Install
Setup
PyPHLAWD should be easy to setup (or that is the hope). There are a few programs that it requires (listed below). These need to be in the PATH (so when you type the program, like mafft
, it just runs). You should use the instructions on these pages to help you install for your machine. If you are running linux, it is significantly simpler because many of these are in your repos (e.g., sudo apt-get ...
). If you are running mac, you can probably install many of not all of these using brew (e.g., brew install ...
).
Requirements
- a database created by
phlawd_db_maker
(COMING SOON: or your own sequences). You can grab a premake one for many databases here. - python : version 2
- mafft : You will need a recent version (>=v7.3 works well) that has threading and merging. If you are running linux, you can probably run
sudo apt install mafft
orbrew install mafft
on Mac (with homebrew) - FastTree : (if you have
treemake
on) - blast+ : Currently, this runs
blastn
andmakeblastdb
from the blast+ package. Soon, it will useblastp
as well. You can install this withsudo apt install ncbi-blast+
orbrew install blast
on Mac (with homebrew) - mcl : Markov clustering for the clustering runs (you won’t need this if you only bait). If you are on linux, you can run
sudo apt install mcl
orbrew install brewsci/bio/mcl
on Mac (with homebrew) - phyx
- Relies upon
pxssort
,pxrevcomp
,pxrmt
,pxcat
, andpxrms
. You can only install these if you like by specifyingmake pxssort pxrevcomp pxrmt pxcat pxrms
instead of justmake
ormake all
when installingphyx
. Then you want to dosudo make install
so these go in your PATH. More instructions can be found at thephyx
website.
- Relies upon
- cython : This is optional but will speed up some functions
-cython can be installed using pip
sudo pip install cython
or if you are running linux, you can dosudo apt install cython
Database
There are some prebuilt databases here. The files are big (many GBs so it may take time).
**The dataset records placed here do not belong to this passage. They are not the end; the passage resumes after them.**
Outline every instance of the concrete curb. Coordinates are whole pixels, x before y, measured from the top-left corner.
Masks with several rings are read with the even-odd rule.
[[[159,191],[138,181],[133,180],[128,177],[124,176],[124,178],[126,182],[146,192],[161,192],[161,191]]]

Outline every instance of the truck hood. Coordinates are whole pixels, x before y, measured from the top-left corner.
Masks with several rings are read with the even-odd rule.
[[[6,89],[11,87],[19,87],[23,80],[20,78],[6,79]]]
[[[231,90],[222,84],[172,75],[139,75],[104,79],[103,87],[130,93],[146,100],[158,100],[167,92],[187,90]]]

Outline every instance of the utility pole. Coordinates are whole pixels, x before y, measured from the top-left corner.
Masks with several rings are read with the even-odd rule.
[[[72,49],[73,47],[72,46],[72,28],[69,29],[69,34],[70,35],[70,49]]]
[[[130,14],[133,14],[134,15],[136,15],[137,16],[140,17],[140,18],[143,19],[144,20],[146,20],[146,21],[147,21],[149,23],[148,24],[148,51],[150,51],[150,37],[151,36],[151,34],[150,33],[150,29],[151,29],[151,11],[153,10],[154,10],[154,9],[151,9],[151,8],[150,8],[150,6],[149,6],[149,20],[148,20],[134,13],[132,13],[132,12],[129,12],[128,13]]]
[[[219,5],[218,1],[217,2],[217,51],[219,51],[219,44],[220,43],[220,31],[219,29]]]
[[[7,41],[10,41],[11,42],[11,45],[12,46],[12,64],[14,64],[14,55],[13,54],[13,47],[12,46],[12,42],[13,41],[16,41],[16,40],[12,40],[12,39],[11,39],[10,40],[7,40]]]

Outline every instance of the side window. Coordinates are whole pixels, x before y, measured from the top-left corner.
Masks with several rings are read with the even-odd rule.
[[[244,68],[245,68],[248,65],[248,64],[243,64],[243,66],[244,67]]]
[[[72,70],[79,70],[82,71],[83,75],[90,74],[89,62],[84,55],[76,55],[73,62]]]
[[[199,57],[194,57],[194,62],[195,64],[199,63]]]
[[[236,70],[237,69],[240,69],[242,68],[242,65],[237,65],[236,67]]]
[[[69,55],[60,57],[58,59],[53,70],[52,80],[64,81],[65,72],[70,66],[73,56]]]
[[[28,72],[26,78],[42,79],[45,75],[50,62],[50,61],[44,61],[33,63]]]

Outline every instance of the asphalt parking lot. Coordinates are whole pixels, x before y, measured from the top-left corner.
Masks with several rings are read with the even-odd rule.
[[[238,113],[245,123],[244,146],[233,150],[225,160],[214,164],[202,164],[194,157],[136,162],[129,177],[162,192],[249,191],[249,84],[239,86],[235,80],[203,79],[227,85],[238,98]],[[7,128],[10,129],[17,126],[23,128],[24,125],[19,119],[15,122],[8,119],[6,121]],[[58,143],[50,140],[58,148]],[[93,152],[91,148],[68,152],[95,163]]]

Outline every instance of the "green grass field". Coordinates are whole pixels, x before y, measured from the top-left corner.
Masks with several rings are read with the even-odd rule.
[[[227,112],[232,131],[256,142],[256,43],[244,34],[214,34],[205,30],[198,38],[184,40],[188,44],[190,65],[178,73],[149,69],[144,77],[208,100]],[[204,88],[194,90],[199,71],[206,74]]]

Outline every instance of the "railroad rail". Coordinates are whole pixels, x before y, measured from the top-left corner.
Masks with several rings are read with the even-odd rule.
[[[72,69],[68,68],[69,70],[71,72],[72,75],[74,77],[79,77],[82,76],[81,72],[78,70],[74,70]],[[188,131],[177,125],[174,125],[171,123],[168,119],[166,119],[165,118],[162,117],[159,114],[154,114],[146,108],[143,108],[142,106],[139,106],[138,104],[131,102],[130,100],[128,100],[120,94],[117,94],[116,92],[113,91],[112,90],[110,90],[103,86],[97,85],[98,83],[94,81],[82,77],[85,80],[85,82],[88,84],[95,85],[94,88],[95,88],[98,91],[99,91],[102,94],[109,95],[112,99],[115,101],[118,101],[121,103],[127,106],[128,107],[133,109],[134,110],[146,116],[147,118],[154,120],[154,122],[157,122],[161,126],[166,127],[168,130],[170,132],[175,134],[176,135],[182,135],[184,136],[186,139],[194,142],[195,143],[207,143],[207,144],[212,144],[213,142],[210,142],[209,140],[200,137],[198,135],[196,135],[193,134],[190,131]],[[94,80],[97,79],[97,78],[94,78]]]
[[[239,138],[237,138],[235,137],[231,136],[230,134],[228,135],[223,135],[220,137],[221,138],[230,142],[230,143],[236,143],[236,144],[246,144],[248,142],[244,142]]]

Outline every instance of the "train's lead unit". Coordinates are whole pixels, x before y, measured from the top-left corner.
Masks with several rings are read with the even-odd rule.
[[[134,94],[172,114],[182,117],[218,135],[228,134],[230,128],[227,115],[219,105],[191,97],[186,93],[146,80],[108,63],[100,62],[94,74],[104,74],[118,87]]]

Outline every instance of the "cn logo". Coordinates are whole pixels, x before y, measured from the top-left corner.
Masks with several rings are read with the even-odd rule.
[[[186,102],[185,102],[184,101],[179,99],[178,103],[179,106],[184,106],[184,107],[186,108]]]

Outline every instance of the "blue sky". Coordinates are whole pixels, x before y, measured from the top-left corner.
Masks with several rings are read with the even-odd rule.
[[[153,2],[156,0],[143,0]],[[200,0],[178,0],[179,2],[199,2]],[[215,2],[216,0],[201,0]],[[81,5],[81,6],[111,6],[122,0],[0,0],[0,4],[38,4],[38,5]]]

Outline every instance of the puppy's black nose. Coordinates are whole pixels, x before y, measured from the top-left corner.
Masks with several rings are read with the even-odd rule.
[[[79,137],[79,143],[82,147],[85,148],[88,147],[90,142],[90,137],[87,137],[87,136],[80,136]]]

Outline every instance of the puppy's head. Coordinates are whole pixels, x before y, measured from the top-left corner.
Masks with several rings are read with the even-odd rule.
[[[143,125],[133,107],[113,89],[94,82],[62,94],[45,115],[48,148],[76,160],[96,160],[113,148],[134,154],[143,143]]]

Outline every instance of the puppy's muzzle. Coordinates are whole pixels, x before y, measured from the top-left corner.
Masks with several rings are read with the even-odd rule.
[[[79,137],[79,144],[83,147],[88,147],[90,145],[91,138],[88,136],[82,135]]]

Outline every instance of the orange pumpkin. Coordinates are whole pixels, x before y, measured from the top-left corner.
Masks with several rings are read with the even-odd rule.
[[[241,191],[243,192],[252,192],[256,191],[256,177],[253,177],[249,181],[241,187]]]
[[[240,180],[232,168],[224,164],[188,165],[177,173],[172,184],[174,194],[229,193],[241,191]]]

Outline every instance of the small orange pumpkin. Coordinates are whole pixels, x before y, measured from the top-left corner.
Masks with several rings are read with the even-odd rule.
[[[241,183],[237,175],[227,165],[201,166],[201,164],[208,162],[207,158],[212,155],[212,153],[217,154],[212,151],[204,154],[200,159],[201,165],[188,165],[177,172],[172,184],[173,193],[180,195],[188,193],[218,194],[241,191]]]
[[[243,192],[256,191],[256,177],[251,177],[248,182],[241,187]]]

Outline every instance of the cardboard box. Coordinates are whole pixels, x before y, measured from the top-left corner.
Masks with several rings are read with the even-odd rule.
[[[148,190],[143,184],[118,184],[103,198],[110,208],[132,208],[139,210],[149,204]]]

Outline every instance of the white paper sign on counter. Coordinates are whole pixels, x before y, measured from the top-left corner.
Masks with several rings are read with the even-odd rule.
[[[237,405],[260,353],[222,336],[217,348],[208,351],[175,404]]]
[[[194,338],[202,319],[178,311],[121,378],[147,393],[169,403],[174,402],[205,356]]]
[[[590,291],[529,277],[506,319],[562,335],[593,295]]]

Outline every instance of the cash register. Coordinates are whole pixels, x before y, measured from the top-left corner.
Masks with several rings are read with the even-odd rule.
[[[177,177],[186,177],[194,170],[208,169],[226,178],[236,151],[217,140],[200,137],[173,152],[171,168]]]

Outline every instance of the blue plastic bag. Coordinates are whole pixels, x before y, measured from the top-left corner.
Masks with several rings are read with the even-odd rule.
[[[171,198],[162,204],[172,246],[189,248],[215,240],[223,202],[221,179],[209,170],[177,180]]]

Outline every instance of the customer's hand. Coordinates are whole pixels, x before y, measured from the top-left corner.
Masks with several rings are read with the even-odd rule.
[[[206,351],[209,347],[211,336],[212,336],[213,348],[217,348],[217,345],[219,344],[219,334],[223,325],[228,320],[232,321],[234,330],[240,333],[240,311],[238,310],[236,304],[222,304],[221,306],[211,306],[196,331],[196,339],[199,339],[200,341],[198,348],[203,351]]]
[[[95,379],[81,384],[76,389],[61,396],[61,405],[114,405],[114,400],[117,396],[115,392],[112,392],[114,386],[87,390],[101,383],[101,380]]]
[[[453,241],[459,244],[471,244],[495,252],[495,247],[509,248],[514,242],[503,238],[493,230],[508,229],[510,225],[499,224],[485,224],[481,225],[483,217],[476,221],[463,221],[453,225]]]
If there is one that isn’t listed, put an issue in github or make one with the instructions below.
We would recommend that you use phlawd_db_maker
to make the necessary sequence database. You will want to make a database (e.g., phlawd_db_maker pln ~/PHLAWD_DBS/pln.db
). This will be used if you are using NCBI sequences (if you are using something else, see that section below).
Post installation setup
Now that you have a database and you have the dependencies installed, you should clone the repository with this command git clone https://github.com/FePhyFoFum/PyPHLAWD.git
. Then we should compile the cython
part. This will make operations on larger trees much faster. To compile this, go into the src
directory (cd PyPHLAWD/src
) and type bash compile_cython.sh
. Hopefully cython
was installed and there was just some output but no error. You don’t need to do anything else. Stuff will just work faster. The only other thing you will need to do (and this is discussed more in the runs page) and that is change the conf.py
file line that starts with DI=...
(should be the second line). Make sure that that points to your PyPHLAWD src
directory. You should be ready for the runs page.
Updating PyPHLAWD
Occasionally, there will be updates to PyPHLAWD and you will want to pull to the most recent version. You can do that by simply running git pull
inside your PyPHLAWD directory. However, if you have changed files (you probably have changed conf.py
), you will want to save those somewhere first (I would just copy the file somewhere temporarily). Then you can run git checkout conf.py
(or whatever other files you have changed) to revert them. Then do git pull
and move your edited files back. You may want to check the git pull
output to make sure the files you have changed were not changed in the source code. If so, you probably want to merge them. If there are more questions about this, post an issue and we will add a gif or more instructions.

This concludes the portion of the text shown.